Gucci becomes Alpine F1 title partner from 2027
27/05/2026
Formula 1 just became even more fashionable.
From the start of the 2027 FIA Formula One World Championship, Alpine will race under a new name: Gucci Racing Alpine Formula One Team. Yes, really. Gucci is becoming the title partner of Alpine F1, making it the first luxury fashion house to serve as title partner of a Formula 1 team. And honestly, it makes more sense than it probably should.
Gucci Racing is more than a logo on a car
Gucci is using the Alpine partnership to launch Gucci Racing, a new business and experiential platform built around performance, precision, discipline and excellence. The partnership with Alpine becomes its first major expression.
Gucci clearly does not want to be “just another sponsor” on the grid. This is about building a luxury ecosystem around Formula 1, with future activations expected across content, product, high-end client experiences and exclusive engagements.
Why Alpine?
Alpine has motorsport roots, a French performance identity and the backing of Renault Group. It is a brand trying to grow awareness, desirability and relevance far beyond traditional car enthusiasts. Gucci, meanwhile, wants global cultural reach, younger audiences and high-frequency visibility across premium markets.
Formula 1 gives both exactly that. And Alpine is arguably the right kind of team for this move. Not too corporate. Not too predictable. A brand with enough heritage to be credible, but enough room to be reshaped.
Alpine gets something it badly needs: desirability
For Alpine, this could be huge. The brand has always had credibility among enthusiasts, but credibility alone does not build global desire. Gucci gives Alpine a shortcut into culture. It gives the team a stronger image, a wider audience and a chance to look less like a niche Renault performance project and more like a global premium sports brand.

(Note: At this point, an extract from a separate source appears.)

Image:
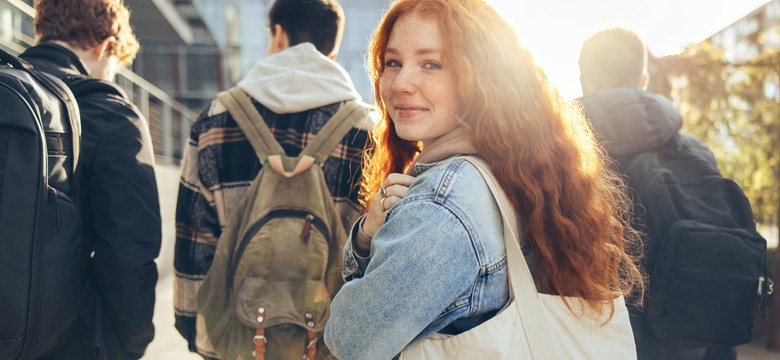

That is exactly what Alpine needs. Especially if it wants to grow beyond Europe and make its road cars feel more aspirational. Because let’s be honest: in modern automotive branding, performance is not enough anymore. You need identity. You need story. You need a world around the product.
This could look incredible or go terribly wrong
The risk is obvious. If done badly, Gucci Racing Alpine could feel forced. Too much branding. Too much lifestyle theatre. Too little racing credibility. Formula 1 fans can smell fake energy from a long way away.
But if done well, this could be genuinely iconic. Imagine an Alpine F1 car in a properly executed Gucci colour scheme. Not lazy green and red stripes thrown everywhere, but something sharp, elegant and racing-focused. Imagine teamwear that people actually want to buy. Imagine paddock hospitality that feels like a luxury house, not just another sponsor lounge.
AutoNext Take
This is a massive move. And honestly, we like it. For Gucci, it is smart. F1 gives the brand global rhythm, premium visibility and access to audiences that luxury houses desperately want. For Alpine, it could be even smarter. The brand needs desire, not just engineering. It needs people to care. Gucci can help make Alpine feel bigger, cooler and more culturally relevant.
But there is one condition. The racing must still matter. If Alpine is slow, no amount of Gucci branding will save it. Luxury works best when it sits on top of real excellence. The car has to perform. The team has to improve. The story has to feel earned.